「Wi-Fi 6E」、6 GHz帯の開放と同時に多くのメリットを提供する準備は万端
米国テキサス州オースティン発 - 2020年1月3日 - Wi-Fi Alliance®は、6 GHz 帯利用に対応したWi-Fi 6デバイスを他のデバイスと区別する新しいテクノロジーを発表しました。6 GHz 帯は免許が不要な帯域で、間もなく世界各国の規制当局が開放することが見込まれています。これまで以上のパフォーマンス、低レイテンシ、高速なデータレートをはじめとするWi-Fi 6の機能と能力を6 GHz帯にまで広げるデバイスを消費者が簡単に見分けられるようにした業界標準規格、それが「Wi-Fi 6E」です。この帯域の利用が規制当局に承認されたら、市場にはWi-Fi 6Eデバイスがすぐに出回る見込みです。これまで以上に幅広い帯域を利用できるようになることで、これからもWi-Fiのイノベーションを提供できるとともに、消費者、企業、経済環境全体に高い価値を提供することが可能になります。

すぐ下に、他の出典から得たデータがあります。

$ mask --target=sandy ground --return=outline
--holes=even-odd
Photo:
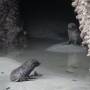
[[[85,52],[71,57],[71,53],[57,52],[57,46],[59,49],[62,47],[56,41],[33,40],[28,48],[0,57],[0,90],[90,90],[89,57],[85,56]],[[36,70],[43,76],[32,81],[11,82],[10,72],[32,58],[41,62]],[[71,58],[80,59],[79,67],[73,73],[66,72]]]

世界各国で6 GHz帯域の利用が可能になり次第、いつでもWi-Fiデバイスはこの帯域を活用できます。これからもWi-Fi Allianceは、6 GHz帯域の開放に向けた世界各国の活動を支援しながら、この帯域を利用している既存のデバイスを保護していきます。Wi-Fiは、IoT(モノのインターネット)の基盤テクノロジーであるとともに、5Gの実現に欠かせず、現在容量が不足している領域の通信ネットワークを広げる重要なツールであり、世界経済にも大きく貢献していることが認められています。以前より5 GHz帯をサポートし、絶え間なく成長しているWi-Fiにとって隣接する6 GHz帯は最適な帯域で、既存のWi-Fi 4/Wi-Fi 5デバイスとの干渉が少ない帯域でこれまで以上に幅広いチャネルを利用できるようになります。

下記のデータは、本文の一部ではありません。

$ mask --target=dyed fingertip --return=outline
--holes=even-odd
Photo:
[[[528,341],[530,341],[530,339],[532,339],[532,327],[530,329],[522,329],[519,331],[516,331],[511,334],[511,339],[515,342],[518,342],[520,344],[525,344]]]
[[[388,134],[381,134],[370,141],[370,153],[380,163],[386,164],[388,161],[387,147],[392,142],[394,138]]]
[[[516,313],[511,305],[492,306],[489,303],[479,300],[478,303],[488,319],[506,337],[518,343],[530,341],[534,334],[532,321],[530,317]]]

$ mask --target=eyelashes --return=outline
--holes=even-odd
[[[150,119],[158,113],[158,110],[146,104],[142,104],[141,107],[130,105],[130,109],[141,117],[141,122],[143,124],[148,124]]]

IDC社のリサーチ ディレクター、Phil Solis氏は次のように述べています。
「規制環境さえ整えば、多くの企業が6 GHz 帯を対象にした製品を積極的に展開していくでしょう。どの企業も、この免許不要帯域が顧客に大きな価値をもたらすことをよく分かっています。今年の早いうちにこの帯域が解放されたら、6 GHzをサポートする製品は急速ないきおいで広がることになるでしょう。 6 GHz の容量は膨大で、Wi-Fi 6および今後の新しいバージョンのWi-Fiも有効に活用することができます。現在この6 GHz市場は米国が大きくリードしていますが、欧州とアジア太平洋地域もこの帯域の活用法を探っています」
アナリストの予測では、6 GHz帯域の利用が認められたら、まず消費者向けアクセス ポイントとスマートフォン、続けて企業レベルのアクセス ポイントが普及すると考えられています。また産業分野においてもマシン アナリティクスやリモート メンテナンス、スタッフのバーチャル トレーニングといったアプリケーションでのWi-Fi 6E利用が広まることが見込まれています。Wi-Fi 6Eは、6 GHz帯を活用して消費者、企業、産業分野におけるAR(拡張現実)およびVR(仮想現実)のユースケースをサポートします。

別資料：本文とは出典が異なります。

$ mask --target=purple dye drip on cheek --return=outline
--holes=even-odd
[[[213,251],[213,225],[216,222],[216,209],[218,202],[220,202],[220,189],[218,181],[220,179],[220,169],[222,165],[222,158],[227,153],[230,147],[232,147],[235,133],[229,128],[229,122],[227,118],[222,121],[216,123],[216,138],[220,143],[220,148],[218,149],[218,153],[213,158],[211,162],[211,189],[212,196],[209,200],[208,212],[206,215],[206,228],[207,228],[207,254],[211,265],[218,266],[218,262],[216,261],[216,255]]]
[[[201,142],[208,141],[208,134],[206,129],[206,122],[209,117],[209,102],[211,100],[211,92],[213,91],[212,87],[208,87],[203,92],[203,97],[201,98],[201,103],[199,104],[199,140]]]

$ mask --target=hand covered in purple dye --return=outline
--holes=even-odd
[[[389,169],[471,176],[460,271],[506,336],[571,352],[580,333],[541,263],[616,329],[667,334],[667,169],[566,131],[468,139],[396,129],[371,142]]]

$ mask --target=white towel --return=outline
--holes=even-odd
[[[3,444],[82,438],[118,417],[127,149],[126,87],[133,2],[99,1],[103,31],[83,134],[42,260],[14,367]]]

Wi-Fi Allianceのプレジデント兼CEO、エドガー・フィゲロア(Edgar Figueroa)は次のように述べています。
「6 GHz帯を利用できるようになれば、Wi-Fi の帯域利用への高まっているニーズに応え、Wi-Fi ユーザーの皆様はそれぞれのデバイスでこれまでと変わらない質の高いユーザー体験を楽しむことができます。6 GHzの利用が認められたときに、この帯域をサポートするデバイスをWi-Fi ユーザーの皆様がすぐに見分けられるように、業界全体が足並みをそろえるための共通の基盤として、Wi-Fi Alliance はWi-Fi 6Eをリリースしました」
6 GHz帯を利用できるようになれば、隣接するスペクトラム ブロックを通じて最大14の80 MHzチャネルと7つの160 MHzチャネルを利用できるようになるため、Wi-Fiの利用帯域不足が解消されます。これらのチャネルは、HD(高精細度)動画ストリーミングやVR(仮想現実)といった高速データ スループットが求められる高帯域アプリケーションに欠かすことができません。Wi-Fi 6Eデバイスは従来を上回るチャネルと大きな容量をフル活用することで、たとえ非常に密度が高い輻輳環境であっても、優れたネットワーク パフォーマンスを提供しながら数多くのユーザーを同時にサポートすることができます。Wi-Fi Allianceは、6 GHz帯域の利用が認められた際にWi-Fiユーザーがさまざまなメリットを活用できるように、Wi-Fi 6Eの相互接続性テストの策定を進めています。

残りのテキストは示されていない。